Now my feeling is this is a very good read, but at the moment the gods, fate or whatever you want to call it is against this book and I connecting. So I have my bookmark at page 35. I have highlighted the last paragraph I read and will put it aside for a week. At which time, I will take the book out to my sunny conservatory where the only smells are of roses and lavender and enjoy what I have been assured is a wonderful read.
Wednesday, June 2, 2010
I am so out of sync I can't think. I am still trying to figure out if I am coming or going. This morning was the first time in almost a week that I actually put pen to paper and wrote words. Real Words! I have not read the words I strung together this morning. So they may not make any sense whatsoever, but at this moment in time, I am just thrilled I got words on a page.
Oh the great news in my little world....Remember that phone call (scroll down to see the photo)my girl got the day of graduation, the one about an interview! Well interview is done and dusted. She got the job and is now an employed pharmacist! Yeah!!! and Yeah again. Clapping and jumping up and down, big grin on face.
Next, the flight. What can I say. There were no delays. A good thing. The volcano decided to let us pass. Another good thing. Then there was the not so good things! The flight attendants on our transatlantic leg left a lot to be desired. The service was crap! To put it mildly. A drinks trolley was nae to be seen before the meal service. So no water or wine or before dinner drink to be had.
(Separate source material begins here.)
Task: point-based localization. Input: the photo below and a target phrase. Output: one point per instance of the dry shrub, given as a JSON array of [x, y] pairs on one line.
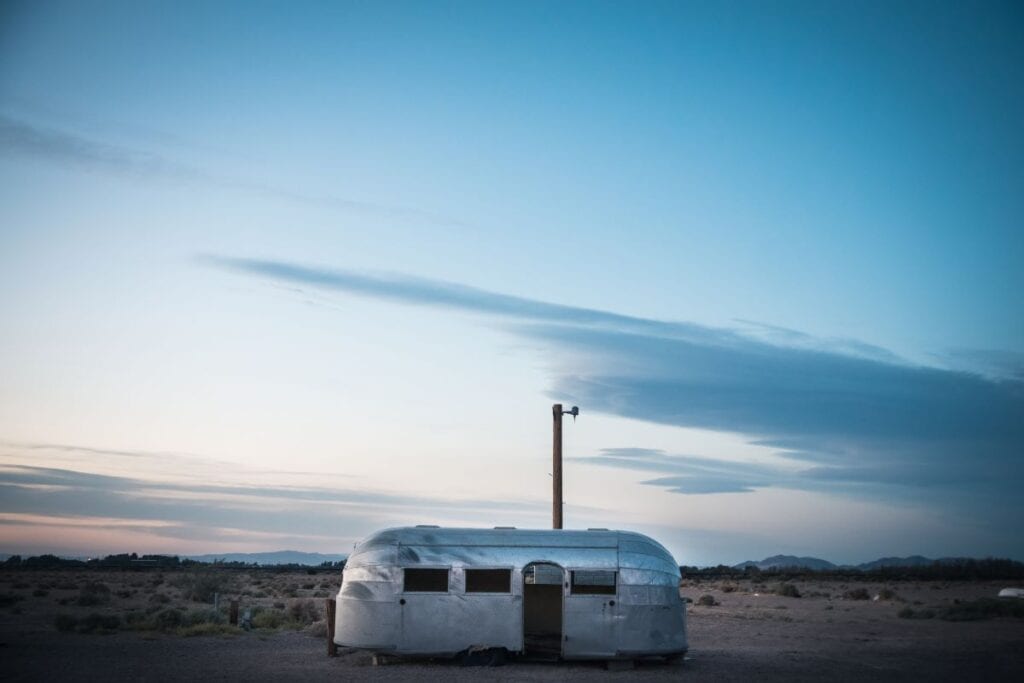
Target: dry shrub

The meal placed in front of me, didn't have the usual little cup of water either and there was no protective covering on the sad wilted excuse for a salad. Which after very little thought I decided was safer left untouched. More than 20 minutes after the meal was served, cold tea and coffee was brought around. I know many of you drink iced teas and coffees but I do believe this was supposed to be hot. It was the first and last time a drinks trolley rattled down the aisle. It was also the last time I saw a flight attendant. The flight was smooth and arrived on time, this being the most positive thing I can say about this particular transatlantic experience. Which when all is said and done is the most important thing. But hey a drop of water wouldn't have gone astray. So will I lodge a complaint? I have yet to decide. Complaining is not really my forte! Stop shaking your heads in disbelief. I should refrain, lodging a complaint where it would do the most good is not my forte. Another little quirk of mine. I am more inclined to moan and moan and moan until I bore all around me. Are you bored yet????